Wednesday, May 29, 2013

Newly Discovered Pearl S. Buck Novel to be Published



A 40-year-old unpublished Pearl S. Buck manuscript was recently discovered in storage.  The people who found the book sent it back to the Buck family, and now the world will enjoy it. Open Road Integrated Media and InkWell Management will team up to publish the book.

Pearl S. Buck
The Eternal Wonder will be published on October 22, bringing the Pulitzer & Nobel Prize-winning author’s newly discovered work as a digital book and paperback. Open Road already publishes 28 backlist books by Buck, including The Big Wave and The Good Earth. Here’s more about the book, from the release:
The Eternal Wonder  is a personal and passionate fictional exploration of the themes that meant so much to Buck in her life. It tells the coming-of-age story of Randolph Colfax, an extraordinarily gifted young man whose search for meaning and purpose leads him to New York, England, Paris, a mission patrolling the demilitarized zone in Korea that will change his life forever—and, ultimately, to love.
Buck’s son Edgar S. Walsh, who is also in charge of her literary estate, said her family is baffled as to how the manuscript made its way to Texas.
“After my mother died in Vermont, her personal possessions were not carefully controlled,” he told the New York Times. “The family didn’t have access. Various things were stolen. Somebody in Vermont ran off with this thing, and it eventually ended up in Texas.”

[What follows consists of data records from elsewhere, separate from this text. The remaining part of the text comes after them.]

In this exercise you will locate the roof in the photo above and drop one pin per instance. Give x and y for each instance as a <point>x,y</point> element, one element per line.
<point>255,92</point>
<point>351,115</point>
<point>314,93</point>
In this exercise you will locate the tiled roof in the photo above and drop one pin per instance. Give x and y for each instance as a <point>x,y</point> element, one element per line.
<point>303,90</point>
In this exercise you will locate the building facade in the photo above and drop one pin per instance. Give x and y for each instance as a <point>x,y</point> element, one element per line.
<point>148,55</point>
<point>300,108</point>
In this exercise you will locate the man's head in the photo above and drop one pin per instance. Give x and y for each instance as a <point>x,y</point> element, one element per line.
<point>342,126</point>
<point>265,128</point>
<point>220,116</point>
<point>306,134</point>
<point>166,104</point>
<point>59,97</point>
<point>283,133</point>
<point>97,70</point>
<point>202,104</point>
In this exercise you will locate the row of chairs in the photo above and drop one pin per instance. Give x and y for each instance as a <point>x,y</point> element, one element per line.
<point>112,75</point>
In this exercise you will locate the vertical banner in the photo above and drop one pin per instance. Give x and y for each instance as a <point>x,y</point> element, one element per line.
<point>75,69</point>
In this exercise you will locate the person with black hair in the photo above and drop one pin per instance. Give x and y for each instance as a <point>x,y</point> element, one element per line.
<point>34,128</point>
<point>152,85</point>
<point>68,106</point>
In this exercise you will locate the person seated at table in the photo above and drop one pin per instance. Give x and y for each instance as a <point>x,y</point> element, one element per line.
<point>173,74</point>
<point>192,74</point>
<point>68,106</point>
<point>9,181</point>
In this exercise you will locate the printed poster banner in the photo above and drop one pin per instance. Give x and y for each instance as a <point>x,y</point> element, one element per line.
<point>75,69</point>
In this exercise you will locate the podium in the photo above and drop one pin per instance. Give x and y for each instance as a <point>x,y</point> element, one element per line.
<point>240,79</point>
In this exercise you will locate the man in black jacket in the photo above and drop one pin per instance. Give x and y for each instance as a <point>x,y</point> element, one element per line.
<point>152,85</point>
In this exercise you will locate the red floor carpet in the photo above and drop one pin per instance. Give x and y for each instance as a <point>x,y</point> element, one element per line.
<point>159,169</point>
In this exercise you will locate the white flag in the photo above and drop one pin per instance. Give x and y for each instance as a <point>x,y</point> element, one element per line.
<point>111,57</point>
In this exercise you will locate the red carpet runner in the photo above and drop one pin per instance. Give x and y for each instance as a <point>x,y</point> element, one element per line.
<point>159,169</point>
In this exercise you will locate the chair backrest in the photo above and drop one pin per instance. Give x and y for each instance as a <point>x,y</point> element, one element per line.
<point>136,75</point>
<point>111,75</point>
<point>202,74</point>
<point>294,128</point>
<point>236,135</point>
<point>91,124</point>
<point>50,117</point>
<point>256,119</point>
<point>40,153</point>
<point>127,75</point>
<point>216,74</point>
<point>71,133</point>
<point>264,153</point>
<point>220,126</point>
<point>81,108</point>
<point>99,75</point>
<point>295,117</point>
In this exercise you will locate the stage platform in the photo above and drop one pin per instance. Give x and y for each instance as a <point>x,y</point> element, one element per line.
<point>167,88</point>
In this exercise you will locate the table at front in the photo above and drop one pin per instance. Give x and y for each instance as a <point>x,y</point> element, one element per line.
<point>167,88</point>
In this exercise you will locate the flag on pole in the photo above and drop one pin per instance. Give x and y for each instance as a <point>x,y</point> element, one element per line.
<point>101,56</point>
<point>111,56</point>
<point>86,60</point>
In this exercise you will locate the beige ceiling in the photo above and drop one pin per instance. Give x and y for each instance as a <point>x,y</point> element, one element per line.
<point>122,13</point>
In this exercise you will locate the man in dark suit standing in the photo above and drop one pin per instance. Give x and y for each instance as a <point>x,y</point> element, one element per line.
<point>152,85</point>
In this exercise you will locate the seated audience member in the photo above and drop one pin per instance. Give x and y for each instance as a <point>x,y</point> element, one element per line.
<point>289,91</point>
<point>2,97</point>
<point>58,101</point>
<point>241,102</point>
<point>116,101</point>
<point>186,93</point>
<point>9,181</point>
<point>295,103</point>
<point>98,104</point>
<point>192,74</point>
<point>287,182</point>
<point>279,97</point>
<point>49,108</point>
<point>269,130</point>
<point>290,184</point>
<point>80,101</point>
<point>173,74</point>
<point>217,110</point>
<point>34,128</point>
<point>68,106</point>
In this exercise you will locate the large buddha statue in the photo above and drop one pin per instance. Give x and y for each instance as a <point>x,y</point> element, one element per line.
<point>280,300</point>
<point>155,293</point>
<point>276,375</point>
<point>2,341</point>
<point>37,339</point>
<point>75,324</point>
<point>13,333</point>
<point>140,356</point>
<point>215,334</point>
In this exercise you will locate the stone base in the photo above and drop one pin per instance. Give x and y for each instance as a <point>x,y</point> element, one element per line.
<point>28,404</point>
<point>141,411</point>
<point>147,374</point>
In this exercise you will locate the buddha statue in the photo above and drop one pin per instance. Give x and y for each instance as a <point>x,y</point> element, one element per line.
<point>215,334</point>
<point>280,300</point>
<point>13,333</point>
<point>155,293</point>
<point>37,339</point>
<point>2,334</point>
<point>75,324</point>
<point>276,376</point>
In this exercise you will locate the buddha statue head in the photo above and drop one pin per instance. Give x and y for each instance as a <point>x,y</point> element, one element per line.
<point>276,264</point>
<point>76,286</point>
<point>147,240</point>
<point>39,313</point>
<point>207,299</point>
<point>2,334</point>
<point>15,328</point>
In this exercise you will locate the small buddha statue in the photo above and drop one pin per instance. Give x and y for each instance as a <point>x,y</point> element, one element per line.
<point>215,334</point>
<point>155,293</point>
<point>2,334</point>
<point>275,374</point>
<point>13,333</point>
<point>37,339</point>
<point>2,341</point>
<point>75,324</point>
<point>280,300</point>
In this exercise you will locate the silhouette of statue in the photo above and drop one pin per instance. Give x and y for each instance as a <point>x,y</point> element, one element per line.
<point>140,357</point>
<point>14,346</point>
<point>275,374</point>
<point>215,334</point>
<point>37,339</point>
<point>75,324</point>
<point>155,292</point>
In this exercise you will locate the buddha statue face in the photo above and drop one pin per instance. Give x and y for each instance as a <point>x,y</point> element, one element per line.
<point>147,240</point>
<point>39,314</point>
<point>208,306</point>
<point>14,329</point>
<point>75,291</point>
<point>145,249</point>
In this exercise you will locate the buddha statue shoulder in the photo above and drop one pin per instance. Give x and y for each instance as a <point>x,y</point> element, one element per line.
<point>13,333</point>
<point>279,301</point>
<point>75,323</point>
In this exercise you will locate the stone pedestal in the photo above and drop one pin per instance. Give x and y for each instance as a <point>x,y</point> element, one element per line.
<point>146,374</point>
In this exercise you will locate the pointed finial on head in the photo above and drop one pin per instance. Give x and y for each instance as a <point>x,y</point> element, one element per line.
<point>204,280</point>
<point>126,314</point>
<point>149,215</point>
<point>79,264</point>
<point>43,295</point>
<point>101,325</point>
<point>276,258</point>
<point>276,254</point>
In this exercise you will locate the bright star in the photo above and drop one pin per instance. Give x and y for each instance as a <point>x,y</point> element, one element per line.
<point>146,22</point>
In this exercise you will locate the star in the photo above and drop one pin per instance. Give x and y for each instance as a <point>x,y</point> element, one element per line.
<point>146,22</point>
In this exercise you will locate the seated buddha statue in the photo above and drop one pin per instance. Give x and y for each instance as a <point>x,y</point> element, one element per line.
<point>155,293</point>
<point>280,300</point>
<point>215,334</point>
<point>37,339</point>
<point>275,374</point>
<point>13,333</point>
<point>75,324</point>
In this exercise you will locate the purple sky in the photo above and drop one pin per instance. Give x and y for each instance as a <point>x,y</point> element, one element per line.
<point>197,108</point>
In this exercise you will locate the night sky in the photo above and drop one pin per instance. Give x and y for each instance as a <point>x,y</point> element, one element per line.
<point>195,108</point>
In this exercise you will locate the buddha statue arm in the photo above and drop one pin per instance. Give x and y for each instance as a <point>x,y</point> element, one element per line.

 So who was this woman?  Alas, not much is known today about her, only her name in a rather oblique way.  Let me say a bit about her.  Pearl S. Buck  was born Pearl Comfort Sydenstricker on June 26, 1892, in Hillsboro, West Virginia. Her parents, both Presbyterian missionaries, decided to go back to the Chinese village of Chinkiang with 5-month-old Pearl in tow.  She lived there for 20 years before returning to the US permanently.  “The Good Earth” was published in 1931.

She was the first female writer to win the Nobel Prize for Literature, securing the award in 1938. In addition, her novel “The Good Earth” won the Pulitzer Prize in 1938.  She died in 1973. An amazing force in American Letters, Pearl S. Buck was a role model for so many people on so many levels.